If the seal leaked a little you would hardly notice it other than the different colored spots. You can take out some of your brake fluid and add a drop of power steering fluid to it and see if that resembles your mixture. The hydroboost develops whatever pressure your pump puts out. I believe the ps system would have more pressure than your brakes, so if it did leak you would only see it in in the brake reservoir. If it did leak you should see other signs of seepage from somewhere around there. Either on the cowl, around the master cylinder, or inside the cab.
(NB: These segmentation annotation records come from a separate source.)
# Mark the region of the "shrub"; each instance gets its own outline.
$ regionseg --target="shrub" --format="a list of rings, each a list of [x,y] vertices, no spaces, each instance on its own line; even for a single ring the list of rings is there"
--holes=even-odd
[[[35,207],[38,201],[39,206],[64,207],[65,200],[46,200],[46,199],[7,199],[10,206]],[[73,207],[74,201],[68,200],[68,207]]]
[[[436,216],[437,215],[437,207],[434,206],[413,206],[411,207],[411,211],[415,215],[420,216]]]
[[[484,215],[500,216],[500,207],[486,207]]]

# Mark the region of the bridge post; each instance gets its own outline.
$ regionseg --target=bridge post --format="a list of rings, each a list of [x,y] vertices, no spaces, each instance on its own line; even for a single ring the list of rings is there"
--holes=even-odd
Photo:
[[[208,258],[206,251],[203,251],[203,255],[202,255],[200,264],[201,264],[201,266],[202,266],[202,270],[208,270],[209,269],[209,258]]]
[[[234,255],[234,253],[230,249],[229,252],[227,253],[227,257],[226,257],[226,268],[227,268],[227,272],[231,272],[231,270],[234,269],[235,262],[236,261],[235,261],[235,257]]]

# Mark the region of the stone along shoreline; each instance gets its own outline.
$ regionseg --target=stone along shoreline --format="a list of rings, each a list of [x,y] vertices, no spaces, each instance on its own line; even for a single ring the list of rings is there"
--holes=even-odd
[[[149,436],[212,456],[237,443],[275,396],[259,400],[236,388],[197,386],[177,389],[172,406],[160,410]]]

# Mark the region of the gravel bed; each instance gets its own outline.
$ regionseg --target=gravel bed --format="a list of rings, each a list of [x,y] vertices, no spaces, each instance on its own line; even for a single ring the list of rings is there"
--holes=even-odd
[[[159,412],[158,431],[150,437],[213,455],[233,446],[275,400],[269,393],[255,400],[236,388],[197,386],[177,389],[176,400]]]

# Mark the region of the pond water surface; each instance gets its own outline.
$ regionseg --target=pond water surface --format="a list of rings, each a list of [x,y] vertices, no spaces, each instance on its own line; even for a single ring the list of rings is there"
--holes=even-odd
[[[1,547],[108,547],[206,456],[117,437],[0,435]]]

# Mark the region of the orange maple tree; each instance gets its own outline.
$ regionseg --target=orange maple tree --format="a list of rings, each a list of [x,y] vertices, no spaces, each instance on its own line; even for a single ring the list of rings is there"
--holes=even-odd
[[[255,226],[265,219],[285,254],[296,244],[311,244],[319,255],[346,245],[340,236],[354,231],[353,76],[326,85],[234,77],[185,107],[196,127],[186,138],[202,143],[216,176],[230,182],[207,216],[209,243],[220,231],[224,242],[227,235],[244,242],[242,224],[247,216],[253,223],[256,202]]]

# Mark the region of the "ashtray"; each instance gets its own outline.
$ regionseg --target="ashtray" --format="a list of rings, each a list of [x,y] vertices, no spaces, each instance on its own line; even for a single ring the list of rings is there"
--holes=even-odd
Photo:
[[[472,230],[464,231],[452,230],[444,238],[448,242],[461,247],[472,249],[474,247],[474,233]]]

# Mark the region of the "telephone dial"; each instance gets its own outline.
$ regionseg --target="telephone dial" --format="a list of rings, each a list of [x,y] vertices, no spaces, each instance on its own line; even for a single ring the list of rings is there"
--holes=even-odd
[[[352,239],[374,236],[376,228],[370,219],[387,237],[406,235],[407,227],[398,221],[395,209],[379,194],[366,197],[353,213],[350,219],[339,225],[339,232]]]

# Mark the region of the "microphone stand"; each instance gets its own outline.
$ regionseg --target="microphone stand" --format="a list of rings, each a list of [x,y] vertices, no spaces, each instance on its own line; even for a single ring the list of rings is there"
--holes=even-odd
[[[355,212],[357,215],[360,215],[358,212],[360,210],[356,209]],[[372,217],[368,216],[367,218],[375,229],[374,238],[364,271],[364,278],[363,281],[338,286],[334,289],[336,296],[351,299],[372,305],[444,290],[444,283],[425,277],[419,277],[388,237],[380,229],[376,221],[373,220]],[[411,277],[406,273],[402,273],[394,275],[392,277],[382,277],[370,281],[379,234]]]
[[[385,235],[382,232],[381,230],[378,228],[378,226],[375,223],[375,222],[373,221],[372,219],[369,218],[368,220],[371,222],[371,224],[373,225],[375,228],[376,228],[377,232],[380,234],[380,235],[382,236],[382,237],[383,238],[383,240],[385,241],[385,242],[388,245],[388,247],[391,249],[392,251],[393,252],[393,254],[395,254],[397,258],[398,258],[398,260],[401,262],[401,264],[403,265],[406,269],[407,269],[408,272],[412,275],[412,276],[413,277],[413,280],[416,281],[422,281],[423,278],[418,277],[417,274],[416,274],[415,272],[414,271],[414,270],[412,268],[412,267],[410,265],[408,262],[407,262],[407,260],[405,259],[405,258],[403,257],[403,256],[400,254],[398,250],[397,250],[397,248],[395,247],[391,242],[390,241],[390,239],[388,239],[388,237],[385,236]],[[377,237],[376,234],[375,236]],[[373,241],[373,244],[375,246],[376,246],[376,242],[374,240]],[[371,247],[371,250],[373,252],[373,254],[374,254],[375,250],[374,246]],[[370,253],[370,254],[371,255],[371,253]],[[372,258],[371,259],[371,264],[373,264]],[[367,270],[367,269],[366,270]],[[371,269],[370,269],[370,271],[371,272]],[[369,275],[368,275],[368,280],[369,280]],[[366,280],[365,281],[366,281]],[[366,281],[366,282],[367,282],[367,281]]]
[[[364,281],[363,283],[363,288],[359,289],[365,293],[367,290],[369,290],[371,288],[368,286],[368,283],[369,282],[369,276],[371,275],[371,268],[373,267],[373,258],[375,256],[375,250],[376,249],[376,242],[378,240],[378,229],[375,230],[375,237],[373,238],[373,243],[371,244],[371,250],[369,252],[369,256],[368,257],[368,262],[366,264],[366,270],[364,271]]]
I do not have a parts breakdown, so I could not tell you exactly how it functions. It might also be designed so that it would leak externally before getting into the brakes. I would completely flush your brakes first. Otherwise your might be changing your wheel cylinders and calipers in the near future. Once the fluid is changed, you would definitely notice any further contamination. This would be the first thing I would do. :)



Good luck. :(
 
I don't think the P\S fluid can get out that easily. There should be a seal on the hydroboost unit to keep the P\S fluid in,and a seal on the back of the master for the brake fluid. Other wise you would make a huge mess trying to change the master cyl. If the hydroboost unit was leaking,it would probably leak out in between the two,and would be visible,before it would ever get into the master cyl.
 
I also wouldn't recommend sealing the cap to tight as it must be able to vent. As the brake fluid is displaced into the calipers,the cap will vent air into the master,ont he top side of the big rubbew bellows\gasket. The rubber bellows will move down and keep the air away from the fluid. The noise you hear when you push down on the cap,is the air being expelled from above the rubber seal. Also,the cap needs to vent to release any pressure buildup when the fluid gets hot.



I would double check the condition of the rubber gasket,make sure it is seating squarly on the resivoir,and replace it and the cap,if in doubt.